Во время большой перемены он обежал столовую с криками: «Люди добрые! Прошу вас – не выбрасывайте то, что не съедите! Я все заберу. Мне еще ужинать чем-то надо. Спасибо всем неравнодушным. Дай Бог здоровья вам!»
– Я, если честно, предполагала, что ему это быстро надоест, – сказала завуч Калерии. – Но вы посмотрите. Они до сих пор над этим смеются! Им это кажется забавным. Семыкин! – грозно обратилась она к виновнику всеобщего веселья, когда тот в очередной раз пробегал мимо. – Если не угомонишься, оставлю тебя сегодня после уроков.
– Пожалуйста, не надо, мне же еще бутылки нужно собирать, чтобы жить на что-то. Как я в темноте их искать-то буду?
Ответом был взрыв хохота. Ученики соседних классов тоже подтянулись – и гоготали, видя, как Семыкин обходит всех с шапкой по кругу, в которую ему нет-нет да и кинут конфету.
Калерия Николаевна допила свой кофе с непроницаемым лицом и пошла на урок.
Пока Калерия объясняла, что имел в виду Гоголь, когда написал «Уж когда молчит человек, то, верно, зашиб много умом», Семыкин яростно чесался, пугая соседку по парте, и громко шептал ей: «Надо же, я уже подцепил вшей». Но все одноклассники, кроме соседки, и это сочли забавным. На уроке пения он хрипел и жаловался, что спанье на земле его когда-нибудь доконает. На уроке физкультуры на вопрос учителя, почему он не делает упражнение, он сослался на слабость из-за плохого питания.
«Так он ведь упражняется. В остроумии!» – крикнул кто-то. И снова наступило веселье.
Так продолжалось до самой пятницы. Семыкин обзавелся последователями и поклонниками. Он говорил, что скоро у него на голове сами собой образуются дреды, потому что он уже три дня как не причесывался. Нашлись те, кто просил его познакомить их с настоящими бомжами и показать подвал, в котором он ночевал вчера, и Семыкин обещал подумать.
А в пятницу случилось невероятное. Как только начался урок литературы, в класс вошла завуч и отозвала Калерию в сторонку. Никогда еще суровая завучиха не выглядела такой растерянной. Глаза у нее были как плошки, и в них застыл страх или что-то очень на него похожее. Калерия, услышав, что сказала ей завуч, прикрыла рот ладонью.
– Не знаю, как вам сообщить… – обратилась завуч к классу.
Все притихли.
Завуч покрутила в пальцах листик традесканции. Поправила волосы. Потом, набрав побольше воздуху, сказала каким-то бесцветным голосом:
– Подведены итоги конкурса сочинений.
– И?.. – приосанилась Липкина.
– Давайте я скажу, – встряла Калерия, – все-таки я учитель литературы.

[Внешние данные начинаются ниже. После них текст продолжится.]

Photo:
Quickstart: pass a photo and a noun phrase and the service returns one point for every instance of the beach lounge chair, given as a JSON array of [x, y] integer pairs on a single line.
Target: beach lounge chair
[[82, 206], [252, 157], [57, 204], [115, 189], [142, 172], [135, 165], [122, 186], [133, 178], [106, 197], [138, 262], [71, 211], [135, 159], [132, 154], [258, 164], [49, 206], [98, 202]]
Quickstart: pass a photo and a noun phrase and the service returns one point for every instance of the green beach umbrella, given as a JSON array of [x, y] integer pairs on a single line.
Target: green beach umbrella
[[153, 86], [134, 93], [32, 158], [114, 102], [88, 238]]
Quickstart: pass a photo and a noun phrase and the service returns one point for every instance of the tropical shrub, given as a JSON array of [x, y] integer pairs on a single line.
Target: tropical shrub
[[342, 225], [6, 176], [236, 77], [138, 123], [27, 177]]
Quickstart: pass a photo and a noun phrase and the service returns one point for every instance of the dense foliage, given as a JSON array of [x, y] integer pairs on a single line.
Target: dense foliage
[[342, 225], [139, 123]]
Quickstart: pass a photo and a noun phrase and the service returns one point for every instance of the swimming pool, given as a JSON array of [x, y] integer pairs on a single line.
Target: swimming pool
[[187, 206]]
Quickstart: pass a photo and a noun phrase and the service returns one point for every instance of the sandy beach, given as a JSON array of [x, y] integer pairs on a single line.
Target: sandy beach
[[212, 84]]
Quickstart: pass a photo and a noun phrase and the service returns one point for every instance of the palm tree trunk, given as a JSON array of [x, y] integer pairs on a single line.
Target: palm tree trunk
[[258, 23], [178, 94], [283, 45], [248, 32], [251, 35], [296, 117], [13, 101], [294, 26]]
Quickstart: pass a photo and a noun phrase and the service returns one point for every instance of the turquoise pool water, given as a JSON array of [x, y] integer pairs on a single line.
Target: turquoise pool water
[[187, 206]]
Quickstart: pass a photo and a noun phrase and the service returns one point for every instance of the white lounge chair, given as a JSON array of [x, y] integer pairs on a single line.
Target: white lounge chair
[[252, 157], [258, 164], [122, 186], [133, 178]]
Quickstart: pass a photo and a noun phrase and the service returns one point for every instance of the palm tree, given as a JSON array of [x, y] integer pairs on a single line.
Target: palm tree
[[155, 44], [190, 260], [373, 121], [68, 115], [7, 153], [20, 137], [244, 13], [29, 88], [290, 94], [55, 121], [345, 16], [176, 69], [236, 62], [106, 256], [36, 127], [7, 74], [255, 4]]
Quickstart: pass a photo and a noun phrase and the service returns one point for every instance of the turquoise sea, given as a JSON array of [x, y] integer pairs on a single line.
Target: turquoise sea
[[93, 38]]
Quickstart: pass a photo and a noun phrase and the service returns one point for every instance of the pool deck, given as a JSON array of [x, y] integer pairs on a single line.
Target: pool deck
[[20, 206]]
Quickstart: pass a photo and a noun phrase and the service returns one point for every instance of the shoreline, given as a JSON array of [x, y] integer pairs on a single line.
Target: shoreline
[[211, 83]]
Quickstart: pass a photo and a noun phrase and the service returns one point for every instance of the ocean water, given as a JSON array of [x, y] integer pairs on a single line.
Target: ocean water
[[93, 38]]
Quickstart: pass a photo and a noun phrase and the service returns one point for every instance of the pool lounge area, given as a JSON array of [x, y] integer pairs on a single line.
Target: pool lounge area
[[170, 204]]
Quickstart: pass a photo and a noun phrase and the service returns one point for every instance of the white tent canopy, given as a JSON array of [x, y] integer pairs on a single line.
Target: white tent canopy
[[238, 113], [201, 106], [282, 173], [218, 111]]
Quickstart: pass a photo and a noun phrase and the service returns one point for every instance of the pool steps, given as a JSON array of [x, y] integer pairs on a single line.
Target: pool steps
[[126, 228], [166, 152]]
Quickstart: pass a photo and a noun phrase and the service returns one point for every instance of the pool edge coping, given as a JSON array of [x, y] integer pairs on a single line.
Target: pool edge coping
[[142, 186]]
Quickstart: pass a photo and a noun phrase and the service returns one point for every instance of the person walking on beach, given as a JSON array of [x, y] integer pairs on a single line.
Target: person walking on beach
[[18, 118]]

– Нет-нет, все в порядке. В общем, ребята. Сообщаю вам, что лучшим признано сочинение Семыкина. Вот так вот.
– Да кто вообще отнесется к такому всерьез? – спросила Липкина.
(Она написала обстоятельное эссе о том, как изобретет лекарство от всех вирусов, от которых, как известно, пока нет спасения.)

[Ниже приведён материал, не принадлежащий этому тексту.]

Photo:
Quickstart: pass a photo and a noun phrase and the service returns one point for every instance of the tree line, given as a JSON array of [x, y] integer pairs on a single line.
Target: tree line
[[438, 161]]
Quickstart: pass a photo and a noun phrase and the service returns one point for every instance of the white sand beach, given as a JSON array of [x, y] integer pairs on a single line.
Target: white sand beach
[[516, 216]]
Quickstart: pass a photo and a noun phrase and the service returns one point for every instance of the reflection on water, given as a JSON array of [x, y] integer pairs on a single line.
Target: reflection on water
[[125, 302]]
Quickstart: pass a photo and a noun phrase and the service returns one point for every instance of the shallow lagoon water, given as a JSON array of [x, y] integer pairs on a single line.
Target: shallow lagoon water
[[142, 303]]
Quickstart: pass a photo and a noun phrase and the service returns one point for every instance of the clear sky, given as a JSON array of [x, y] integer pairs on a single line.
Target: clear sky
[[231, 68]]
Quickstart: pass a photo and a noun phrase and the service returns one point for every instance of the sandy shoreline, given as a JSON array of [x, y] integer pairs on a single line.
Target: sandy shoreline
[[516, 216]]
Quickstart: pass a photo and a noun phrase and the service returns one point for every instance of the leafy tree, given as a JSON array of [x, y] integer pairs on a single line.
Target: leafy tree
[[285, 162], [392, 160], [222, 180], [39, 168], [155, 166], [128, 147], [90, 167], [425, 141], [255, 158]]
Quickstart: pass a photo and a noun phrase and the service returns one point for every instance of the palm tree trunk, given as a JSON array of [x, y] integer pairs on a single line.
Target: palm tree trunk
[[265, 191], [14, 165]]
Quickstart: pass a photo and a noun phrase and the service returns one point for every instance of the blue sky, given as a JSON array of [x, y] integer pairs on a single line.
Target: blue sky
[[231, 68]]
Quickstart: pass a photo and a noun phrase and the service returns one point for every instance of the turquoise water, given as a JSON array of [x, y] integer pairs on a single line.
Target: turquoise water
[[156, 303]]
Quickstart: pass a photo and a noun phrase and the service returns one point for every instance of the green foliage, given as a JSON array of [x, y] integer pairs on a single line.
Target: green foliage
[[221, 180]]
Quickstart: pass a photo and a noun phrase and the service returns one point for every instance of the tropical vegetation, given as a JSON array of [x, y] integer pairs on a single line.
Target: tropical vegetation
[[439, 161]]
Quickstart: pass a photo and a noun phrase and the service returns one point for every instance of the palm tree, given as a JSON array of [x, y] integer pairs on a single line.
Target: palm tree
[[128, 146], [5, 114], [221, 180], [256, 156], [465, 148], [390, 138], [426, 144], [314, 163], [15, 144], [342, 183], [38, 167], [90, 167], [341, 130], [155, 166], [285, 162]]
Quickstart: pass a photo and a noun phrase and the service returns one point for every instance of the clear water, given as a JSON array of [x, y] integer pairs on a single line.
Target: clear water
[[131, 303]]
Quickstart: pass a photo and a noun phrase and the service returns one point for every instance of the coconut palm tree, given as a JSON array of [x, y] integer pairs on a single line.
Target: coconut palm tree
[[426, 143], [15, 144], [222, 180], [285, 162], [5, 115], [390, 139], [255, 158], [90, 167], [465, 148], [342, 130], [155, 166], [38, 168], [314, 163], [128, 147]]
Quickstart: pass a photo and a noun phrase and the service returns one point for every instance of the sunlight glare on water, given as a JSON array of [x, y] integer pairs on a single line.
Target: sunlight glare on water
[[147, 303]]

– Видишь ли, – печально ответила завуч, – они оценили не столько выбор профессии, сколько… посыл. Добавили баллов за искренность и парадоксальность. Умение излагать мысли и не бояться быть непонятым. Главное, сказали они, следовать своим убеждениям и принципам. К тому же они не могли не признать, что сочинение очень забавное, написано с юмором. Отметили и стиль. Артистизм.
На завуча было жалко смотреть, так тяжело далась ей эта речь.
– Вот. Как-то так, – растерянно подытожила она. Даже сутулиться, кажется, стала. Но нашла в себе силы сказать на прощание: – Мои поздравления, Семыкин.
Калерия стояла возле доски, потупившись. Мел, которым она выводила на доске «Вечера на хуторе…» – раскрошился у нее в руке, и она стала оглядываться в поисках чего-нибудь, обо что можно вытереть руки. А может, она просто тянула время, чтобы не встречаться взглядом с Семыкиным. А тот и не смотрел на нее. Он уже принимал поздравления.